|Year : 2019 | Volume
| Issue : 2 | Page : 99-100
Pediatric renal transplants
RB Nerli1, Shridhar C Ghagane2
1 Department of Urology, JN Medical College, KLE Academy of Higher Education and Research, JNMC Campus; Department Urology, KLES Kidney Foundation, KLES Dr. Prabhakar Kore Hospital and M.R.C., Belagavi, Karnataka, India
2 Department Urology, KLES Kidney Foundation, KLES Dr. Prabhakar Kore Hospital and M.R.C., Belagavi, Karnataka, India
|Date of Web Publication||4-Jun-2019|
Dr. R B Nerli
Department of Urology, JN Medical College, KLE Academy of Higher Education and Research (Deemed-to-be-University), JNMC Campus, Belagavi - 590 010, Karnataka
Source of Support: None, Conflict of Interest: None
|How to cite this article:|
Nerli R B, Ghagane SC. Pediatric renal transplants. Indian J Health Sci Biomed Res 2019;12:99-100
It is well known from several studies that children with end-stage renal disease (ESRD) benefit from early renal transplantation regarding mental and physical quality of life.,, Patient survival rates following pediatric renal transplant have improved due to advancements in surgical technique, immunosuppression, rates of living donor transplantation, and organ allocation policies. Renal transplant has become the preferred treatment modality and a safe contemporary option for the management of pediatric ESRD.,
Pediatric renal transplantation (PRT) differs from adult renal transplantation as ESRD in children is often secondary to congenital anomalies of the kidney and urinary tract., The technique followed in PRT is different and must be individualized with patient-specific anatomical considerations., Surgeon's experience and skill greatly affect graft survival and related surgical morbidity., Surgeons performing adult renal transplantation have no distinguishable learning curve for complications, while the duration of operation could be decreased through experience. PRT in most centers in North America and Europe is performed by a dedicated transplant team, unlike in India wherein these procedures are performed by urological services. Chua et al. assessed the achievement of competence in pediatric renal transplant by developing a learning curve model., They retrospectively evaluated pediatric renal transplant cases performed by an index pediatric urologist and compared to those of a reference senior surgeon. Total operative time was shorter (226 vs. 252 min, P = 0.006), while ischemia time was longer (40 vs. 30 min, P = 0.001) for the index surgeon compared to the reference senior surgeon. The 30-day surgical complication rates were similar (32.7% and 35.9%, P = 0.853).
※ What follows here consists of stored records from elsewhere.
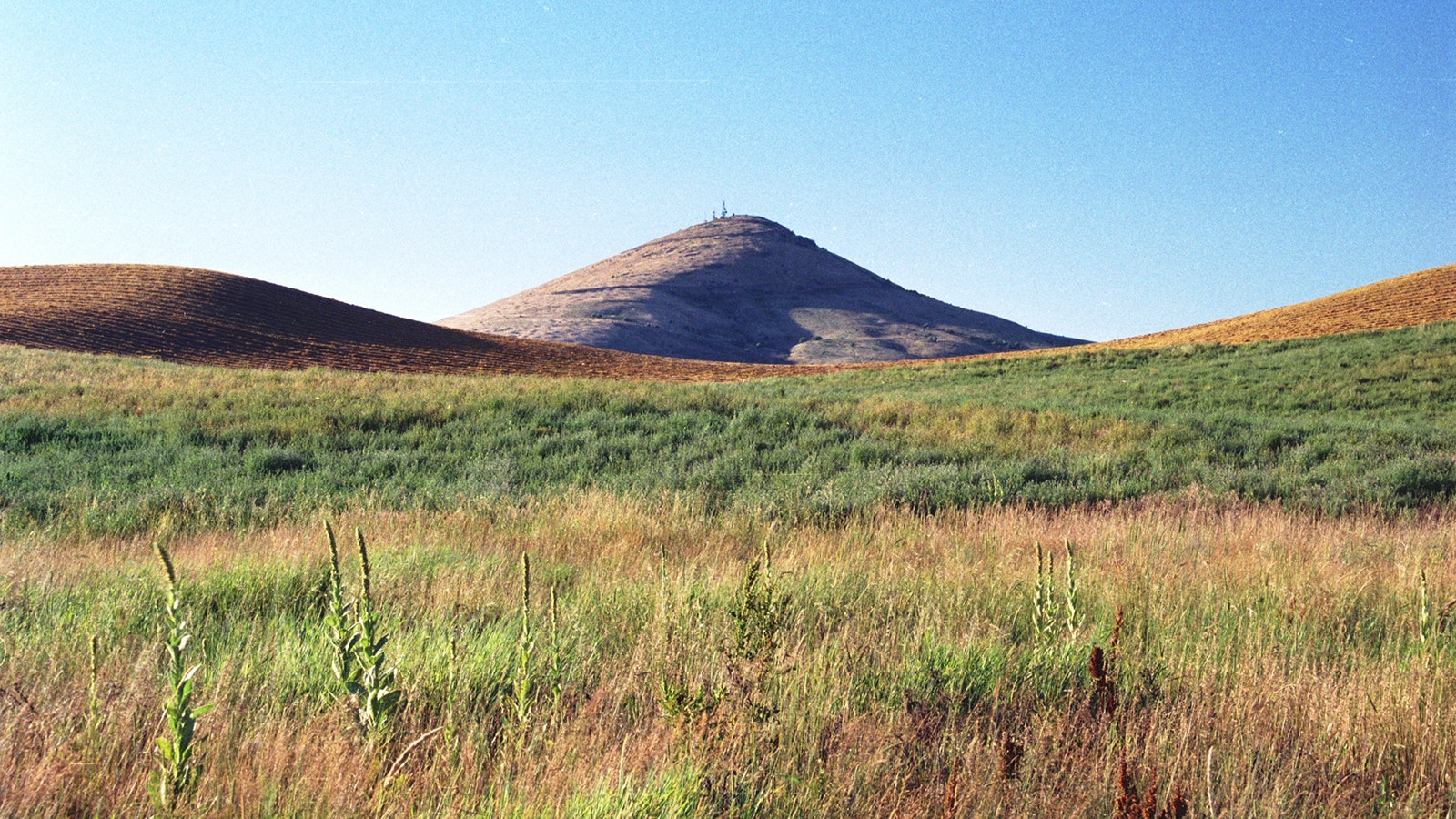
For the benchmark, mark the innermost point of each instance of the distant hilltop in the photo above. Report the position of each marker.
(747, 288)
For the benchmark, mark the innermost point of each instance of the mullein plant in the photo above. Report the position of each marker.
(375, 690)
(178, 771)
(357, 644)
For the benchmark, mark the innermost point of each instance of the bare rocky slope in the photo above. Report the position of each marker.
(746, 288)
(203, 317)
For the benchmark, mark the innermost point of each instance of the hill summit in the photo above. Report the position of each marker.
(746, 288)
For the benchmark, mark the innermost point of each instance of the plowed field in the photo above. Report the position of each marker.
(203, 317)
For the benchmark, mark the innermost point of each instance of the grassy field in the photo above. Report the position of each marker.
(99, 446)
(1212, 579)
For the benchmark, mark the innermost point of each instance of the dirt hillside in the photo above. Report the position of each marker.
(746, 288)
(201, 317)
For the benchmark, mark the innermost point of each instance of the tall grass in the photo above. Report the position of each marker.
(102, 446)
(1269, 662)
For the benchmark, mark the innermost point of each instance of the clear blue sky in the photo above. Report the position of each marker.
(1096, 169)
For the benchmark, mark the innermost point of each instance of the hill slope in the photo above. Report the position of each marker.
(1407, 300)
(203, 317)
(746, 288)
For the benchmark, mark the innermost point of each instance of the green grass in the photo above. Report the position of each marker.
(106, 446)
(897, 653)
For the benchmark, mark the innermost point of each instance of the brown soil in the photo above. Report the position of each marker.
(747, 288)
(200, 317)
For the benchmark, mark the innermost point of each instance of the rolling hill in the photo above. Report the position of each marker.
(201, 317)
(1407, 300)
(746, 288)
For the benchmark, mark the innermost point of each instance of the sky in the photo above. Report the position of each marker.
(1089, 169)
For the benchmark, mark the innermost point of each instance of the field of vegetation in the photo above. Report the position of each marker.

Preparation and management of a child for renal transplant, particularly with an underlying urologic condition, require a thorough understanding of the patterns of bladder dysfunction and clear strategies for the evaluation and treatment before transplant. One should rightly anticipate the needs and constraints of the transplant procedure. Posttransplant monitoring is necessary so as to expect and identify pathologic processes before they have damaged renal graft function irreversibly. A high index of suspicion and a clear sense of the patient's risk help in good outcome in these processes. A multidisciplinary collaboration among the pediatric nephrology, urology, and transplant surgical teams is critical to maximizing patient and graft survival.